Giants. Sometimes we can invoke local
reversals or enhancements of entropy; that's what I'm doing right now
with the sound damper field, fuzzing the air around us, which is
already pretty random. That's basically the business the Laundry is
in."
"Ah." She chews her lower lip for a moment,
appraising me. "So that's why you were so interested in me. Say, do you
have any references for this work of Turing's? I'd like to read up on
it."
"It's classified, but—"
"Wtyjdfshjwrtha rssradth aeywerg?"
I turn and look at the waitress who's beaming at
me inscrutably. " 'Scuse me." I tap the "pause" button on screen.
"What was that again?"
"I said, are you ready to order yet?"
I shrug at Mo, she nods, and we order. The
waitron skids off and I tap the "pause" button again. "I didn't
originally volunteer for the Laundry," I feel compelled to add. "They
drafted me much the same way they drafted you. On the one hand, it
sucks. On the other hand, the alternatives are a whole lot worse."
She looks angry now. "What do you mean, worse?"
"Well"—I lean back—"for starters, your work on
probability engineering. You probably thought it was mostly irrelevant,
except to theoretical types like Pentagon strategic planners. But if we
mix it up with a localised entropy inversion we can make life
very
hot for whoever or whatever is on the receiving end. I'm not clear on
the details, but apparently it's at the root of
one particularly weird directed invocation: if we can set up a gauge
field for probability metrics we can tune in on specific EIs fairly—"
"EIs?"
"External Intelligences. What the mediaeval
magic types called demons, gods, spirits, what have you. Sentient
aliens, basically, from those cosmological domains where the anthropic
principle predominates and some sort of sapient creatures have evolved.

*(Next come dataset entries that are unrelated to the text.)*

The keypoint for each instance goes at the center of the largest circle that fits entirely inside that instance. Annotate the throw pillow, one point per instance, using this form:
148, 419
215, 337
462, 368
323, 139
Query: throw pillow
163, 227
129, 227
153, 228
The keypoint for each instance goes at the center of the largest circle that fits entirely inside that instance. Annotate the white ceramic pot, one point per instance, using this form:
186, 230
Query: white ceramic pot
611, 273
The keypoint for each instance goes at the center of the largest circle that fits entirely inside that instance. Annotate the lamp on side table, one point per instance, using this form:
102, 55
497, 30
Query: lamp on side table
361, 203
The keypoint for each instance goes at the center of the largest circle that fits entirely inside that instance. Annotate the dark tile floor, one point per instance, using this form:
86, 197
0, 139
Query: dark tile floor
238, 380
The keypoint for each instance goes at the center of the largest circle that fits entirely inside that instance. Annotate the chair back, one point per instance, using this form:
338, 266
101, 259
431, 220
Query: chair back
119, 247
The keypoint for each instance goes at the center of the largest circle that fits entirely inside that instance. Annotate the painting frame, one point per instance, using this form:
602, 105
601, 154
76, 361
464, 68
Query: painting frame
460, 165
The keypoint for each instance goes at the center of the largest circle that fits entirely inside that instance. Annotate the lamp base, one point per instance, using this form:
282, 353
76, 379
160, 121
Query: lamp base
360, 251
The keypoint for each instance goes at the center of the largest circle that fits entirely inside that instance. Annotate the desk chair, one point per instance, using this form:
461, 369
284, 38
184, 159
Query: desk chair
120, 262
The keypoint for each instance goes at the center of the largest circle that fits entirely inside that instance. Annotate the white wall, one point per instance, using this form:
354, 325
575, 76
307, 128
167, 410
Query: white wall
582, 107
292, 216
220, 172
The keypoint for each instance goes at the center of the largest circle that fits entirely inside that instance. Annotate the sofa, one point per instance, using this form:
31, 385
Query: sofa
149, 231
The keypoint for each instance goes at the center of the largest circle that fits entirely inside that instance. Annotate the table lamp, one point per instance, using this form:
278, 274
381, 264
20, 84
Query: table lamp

Some of them are strongly superhuman, others are dumb as a stump from
our perspective. What counts is that they can be coerced, sometimes,
into doing what people want. Some of them can also open wormholes—yes,
they've got access to negative matter—and send themselves, or other
entities, through. As I understand it, general indeterminacy theory
lets us target them very accurately: it's the difference between
dialling a phone number at random and using a phone book. I think."